Recentemente tivemos um grande problema com a prova do ENEM e isso causou grande revolta na população jovem brasileira, principalmente, quem foi prejudicado. O ENEM envolve milhares de jovens, cada um com seu sonho, mas um em comum que é ingressar em uma universidade, se formar, ter um bom emprego etc. 

Na época de Jesus, existia o ENEM judaico para se tornar um RABI (mestre), mas era bem complicado. Os rabinos (mestres) eram os caras! Muitos queriam ser um rabino, mas para entrar numa escola de rabi era preciso ser um seguidor/discipulo, uma tarefa muito importante na época. Era uma honra e um privilégio ser discípulo, fazer parte dessa escola de rabinos. Era tanto que existia um ditado judaico que dizia: “Que eu fique coberto pela poeira do meu rabino.”

Entenda o processo dos candidatos do ENEM judaico: 

1. Logo na infância, a criança entrava na escola judaica para aprender e decorar o Pentateuco, ou seja, os primeiros 5 livros da bíblia que são Genesis, Êxodo, Levíticos, Números e Deuteronômio. 
2. Com dez para onze anos, se a criança tivesse tudo em mente, ela passava por outro processo: Estudar e até mesmo decorar todo o velho testamento, 39 livros. 
3. Na adolescência, era hora de ver se o candidato era bom o bastante: ele passava por uma prova, o grande ENEM, onde o rabino fazia perguntas sobre tudo o que o aluno deveria ter estudado por toda sua vida (leis, histórias, profecias etc) para avaliar e concluir se o jovem era ou não capaz de o seguir.  
4. Se passasse na avaliação do rabino, o candidato, então, se tornaria um rabino mais tarde; se não passasse, deveria voltar para o seu povo a fim de cuidar dos negócios da família (atividade cultural praticada na época). 

Jesus era um rabi e para segui-lo não poderia ser diferente. Mas Ele quis sabotar o ENEM judaico, revolucionando todo o processo empregado há muito tempo. Jesus surpreendeu não só os mestres das leis, mas toda a sociedade, pois, ao contrario dos outros rabinos, Ele não esperou alguém se preparar para segui-lo. Muito pelo contrario! Ele vai ao encontro dos primeiros alunos! Pedro era um pescador e não tinha estudado para se tornar um rabi, mas foi o primeiro a ser chamado pelo grande mestre.

Acredito que o propósito de Jesus com tudo isso era mostrar que, para segui-lo, não era preciso passar por avaliações! Todos tinham acesso ao mestre fosse pescador, cobrador de impostos, médicos, enfim, Jesus queria apenas uma atitude: coração disposto. 

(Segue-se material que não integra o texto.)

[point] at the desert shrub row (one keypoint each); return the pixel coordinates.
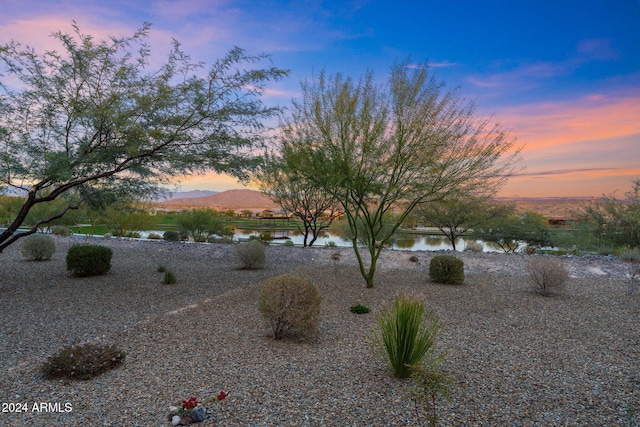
(89, 260)
(446, 269)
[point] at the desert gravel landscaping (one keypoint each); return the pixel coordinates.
(518, 359)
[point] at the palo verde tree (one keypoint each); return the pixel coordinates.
(92, 117)
(615, 222)
(385, 149)
(457, 214)
(509, 230)
(301, 197)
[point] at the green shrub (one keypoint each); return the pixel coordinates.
(547, 275)
(38, 248)
(474, 247)
(266, 237)
(220, 239)
(631, 255)
(446, 269)
(406, 334)
(61, 230)
(82, 361)
(359, 309)
(290, 305)
(169, 278)
(171, 236)
(430, 382)
(88, 260)
(251, 254)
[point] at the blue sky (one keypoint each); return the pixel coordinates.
(562, 76)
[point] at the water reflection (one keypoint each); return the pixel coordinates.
(406, 242)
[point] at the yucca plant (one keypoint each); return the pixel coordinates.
(406, 334)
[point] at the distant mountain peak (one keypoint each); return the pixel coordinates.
(235, 199)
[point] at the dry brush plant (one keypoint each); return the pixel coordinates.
(290, 305)
(547, 275)
(38, 247)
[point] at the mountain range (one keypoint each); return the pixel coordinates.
(230, 199)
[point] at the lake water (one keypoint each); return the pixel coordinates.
(405, 242)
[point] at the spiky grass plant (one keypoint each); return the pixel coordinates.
(406, 334)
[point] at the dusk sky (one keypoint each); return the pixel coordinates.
(562, 76)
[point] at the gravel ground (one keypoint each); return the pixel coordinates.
(518, 359)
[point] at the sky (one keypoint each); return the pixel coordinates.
(562, 76)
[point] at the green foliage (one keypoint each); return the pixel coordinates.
(446, 269)
(359, 309)
(509, 230)
(82, 361)
(474, 247)
(456, 215)
(547, 275)
(299, 196)
(171, 236)
(266, 237)
(631, 255)
(89, 260)
(95, 117)
(431, 382)
(382, 148)
(201, 223)
(38, 248)
(613, 222)
(406, 334)
(61, 230)
(290, 305)
(251, 255)
(169, 278)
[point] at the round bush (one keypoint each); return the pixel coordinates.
(290, 305)
(88, 260)
(446, 269)
(61, 230)
(83, 361)
(251, 254)
(171, 236)
(38, 248)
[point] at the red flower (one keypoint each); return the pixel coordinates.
(189, 404)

É impressionante saber que Jesus nos aceita independente do que sabemos a seu respeito. É impressionante saber que Jesus quer chamar a todos: mestres e analfabetos, instruídos ou não, pobres e ricos. É impressionante o que Jesus fez com doze homens que não eram exemplos acadêmicos, mas tiveram o coração disposto. Se com doze simples homens Jesus fez o que fez, imagina o que Ele pode fazer hoje com quem se dispuser!

Jesus não quer de nós o que a sociedade exige. Ele apenas quer o nosso coração disposto a amar a Deus e ao próximo compartilhando tudo o que somos, toda nossa bagagem, aprendizados, recursos etc. A escola de Jesus se chama Reino e nesse lugar tem espaço para todos!